RELATED: How Do I Detect Nutrient Deficiencies?

Don’t Fear Processed Foods

Even if you’re not dieting or trying to lose weight, you might still try to limit your intake of processed foods. That can be a good thing, to a point, as whole foods generally contain more nutrients. But there’s no need to eliminate processed foods completely. For one thing, processed carbohydrates are easier to digest because they lack fiber, which means that they’re generally a better choice before and during a workout. The carbs from a sports gel will enter your bloodstream and give you energy quickly, whereas the carbs in an apple will take longer to absorb. The apple’s high fiber content may also upset your stomach, particularly because exercise diverts blood away from your gastrointestinal tract and slows digestion.

Processed protein sources, like powders and bars, can also be helpful. “​​The recommended intake of protein for both female and male strength and endurance athletes is 1.2 to two grams per kilogram of body weight per day, ideally with meals spread throughout the day,” Guzman says, citing a 2016 paper published in the Journal of the Academy of Nutrition and Dietetics. For a 150-pound woman, that’s between 82 and 136 grams of protein per day, which can be hard to get from whole foods sources like nuts, cheese, or yogurt.

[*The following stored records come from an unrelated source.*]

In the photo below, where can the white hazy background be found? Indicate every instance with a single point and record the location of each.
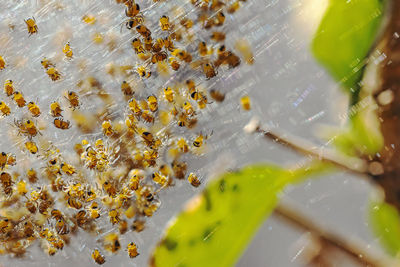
(289, 90)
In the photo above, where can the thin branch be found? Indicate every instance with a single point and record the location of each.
(298, 145)
(352, 247)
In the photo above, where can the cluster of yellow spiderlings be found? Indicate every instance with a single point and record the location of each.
(117, 176)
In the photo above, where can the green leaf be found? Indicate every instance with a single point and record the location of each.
(385, 222)
(216, 225)
(363, 135)
(344, 38)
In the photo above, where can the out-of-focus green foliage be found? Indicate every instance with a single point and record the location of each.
(385, 222)
(344, 38)
(216, 225)
(363, 136)
(341, 44)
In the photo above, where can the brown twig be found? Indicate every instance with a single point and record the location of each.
(352, 247)
(347, 163)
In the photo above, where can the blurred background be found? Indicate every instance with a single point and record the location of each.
(290, 92)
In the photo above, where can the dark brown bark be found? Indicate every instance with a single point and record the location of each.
(389, 75)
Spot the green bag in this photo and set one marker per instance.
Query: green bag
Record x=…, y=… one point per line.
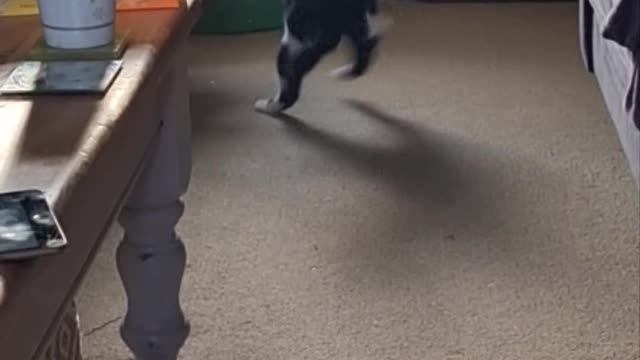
x=240, y=16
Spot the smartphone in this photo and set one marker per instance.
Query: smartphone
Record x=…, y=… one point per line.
x=28, y=227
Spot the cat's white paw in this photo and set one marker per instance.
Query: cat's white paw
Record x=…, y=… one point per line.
x=268, y=106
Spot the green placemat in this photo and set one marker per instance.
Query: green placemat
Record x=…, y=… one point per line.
x=113, y=51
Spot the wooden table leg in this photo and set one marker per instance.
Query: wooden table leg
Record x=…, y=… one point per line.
x=65, y=342
x=151, y=258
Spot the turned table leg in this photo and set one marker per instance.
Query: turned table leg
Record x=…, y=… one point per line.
x=151, y=258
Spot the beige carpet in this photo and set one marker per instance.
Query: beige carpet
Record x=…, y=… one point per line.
x=466, y=200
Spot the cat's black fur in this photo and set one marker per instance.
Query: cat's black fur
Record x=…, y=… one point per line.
x=314, y=28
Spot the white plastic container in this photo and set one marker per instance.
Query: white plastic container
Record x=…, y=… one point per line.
x=77, y=24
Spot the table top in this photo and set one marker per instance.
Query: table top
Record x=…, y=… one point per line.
x=84, y=152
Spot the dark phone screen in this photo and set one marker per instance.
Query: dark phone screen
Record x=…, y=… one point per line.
x=26, y=222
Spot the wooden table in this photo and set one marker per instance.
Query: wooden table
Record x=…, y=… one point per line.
x=121, y=156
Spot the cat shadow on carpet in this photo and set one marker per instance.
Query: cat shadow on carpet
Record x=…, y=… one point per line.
x=443, y=180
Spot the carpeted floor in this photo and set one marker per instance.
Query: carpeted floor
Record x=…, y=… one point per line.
x=466, y=200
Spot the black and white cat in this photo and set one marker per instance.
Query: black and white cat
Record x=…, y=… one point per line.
x=314, y=28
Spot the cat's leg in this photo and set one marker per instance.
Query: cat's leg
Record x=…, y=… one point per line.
x=295, y=60
x=364, y=35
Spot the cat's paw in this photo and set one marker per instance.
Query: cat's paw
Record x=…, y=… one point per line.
x=268, y=106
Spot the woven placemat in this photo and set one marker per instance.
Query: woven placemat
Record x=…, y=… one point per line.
x=113, y=51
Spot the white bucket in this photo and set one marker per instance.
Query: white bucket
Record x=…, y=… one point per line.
x=77, y=24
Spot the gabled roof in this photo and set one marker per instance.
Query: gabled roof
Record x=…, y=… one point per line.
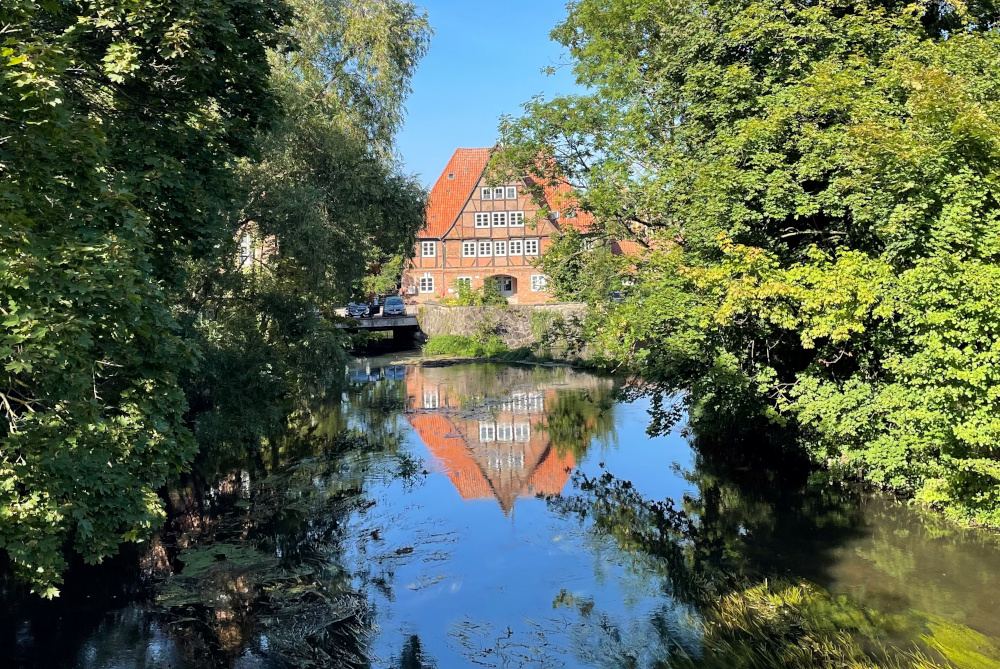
x=449, y=196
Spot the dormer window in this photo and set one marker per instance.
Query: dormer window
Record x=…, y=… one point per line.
x=246, y=249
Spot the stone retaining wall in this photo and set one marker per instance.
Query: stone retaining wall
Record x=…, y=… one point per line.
x=554, y=328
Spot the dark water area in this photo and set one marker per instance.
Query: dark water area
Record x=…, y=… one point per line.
x=499, y=516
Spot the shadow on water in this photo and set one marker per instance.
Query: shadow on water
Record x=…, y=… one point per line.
x=508, y=516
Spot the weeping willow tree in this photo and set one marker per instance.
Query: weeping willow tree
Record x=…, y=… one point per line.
x=137, y=142
x=323, y=202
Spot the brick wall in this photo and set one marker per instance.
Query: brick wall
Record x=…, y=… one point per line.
x=512, y=324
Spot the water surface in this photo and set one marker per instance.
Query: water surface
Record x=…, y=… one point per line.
x=449, y=516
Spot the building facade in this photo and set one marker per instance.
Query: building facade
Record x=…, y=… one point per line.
x=478, y=232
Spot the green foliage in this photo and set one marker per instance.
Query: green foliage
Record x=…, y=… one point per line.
x=582, y=269
x=819, y=183
x=136, y=144
x=113, y=165
x=465, y=347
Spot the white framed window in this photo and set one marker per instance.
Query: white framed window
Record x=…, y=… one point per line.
x=522, y=432
x=432, y=400
x=487, y=432
x=246, y=249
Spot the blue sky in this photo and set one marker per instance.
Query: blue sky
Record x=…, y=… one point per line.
x=485, y=60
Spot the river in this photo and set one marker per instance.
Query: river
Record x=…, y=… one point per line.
x=503, y=516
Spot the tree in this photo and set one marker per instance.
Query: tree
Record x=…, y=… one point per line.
x=322, y=202
x=819, y=184
x=114, y=135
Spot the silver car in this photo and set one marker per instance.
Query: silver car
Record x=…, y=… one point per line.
x=394, y=307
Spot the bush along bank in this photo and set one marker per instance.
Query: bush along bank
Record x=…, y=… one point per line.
x=821, y=215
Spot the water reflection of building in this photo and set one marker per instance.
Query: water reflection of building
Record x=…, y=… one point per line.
x=490, y=445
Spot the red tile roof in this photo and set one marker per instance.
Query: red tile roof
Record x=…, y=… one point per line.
x=627, y=248
x=449, y=196
x=560, y=198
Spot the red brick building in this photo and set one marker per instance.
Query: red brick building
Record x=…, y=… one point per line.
x=477, y=232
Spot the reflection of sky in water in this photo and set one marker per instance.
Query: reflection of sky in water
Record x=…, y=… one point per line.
x=520, y=585
x=466, y=566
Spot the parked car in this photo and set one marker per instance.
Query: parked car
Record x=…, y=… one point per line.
x=358, y=310
x=394, y=307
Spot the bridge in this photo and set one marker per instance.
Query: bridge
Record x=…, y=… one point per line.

“Ideally, protein will be spread into moderate doses four to five times per day, rather than just having high doses post-workout and at dinner,” Jones adds.

RELATED: There’s No Space For “Guilt” In Endurance Fueling

Bottom Line: Break the Rules

Strict food rules are rarely sustainable, and even loose food rules like cutting back on processed foods or prioritizing vegetables can have unintended consequences when you’re an active person. “Healthy eating for an athlete is so different than for a non-athlete. Many athletes are not aware of how much higher their energy needs are,” Jones says.

If you’d like more guidance, check out the Athlete’s Plate, a tool that helps people visualize how much to eat based on training intensity. Ideally, this tool will help you give your body what it actually needs to perform and recover properly, instead of living by vague healthy eating maxims and arbitrary rules.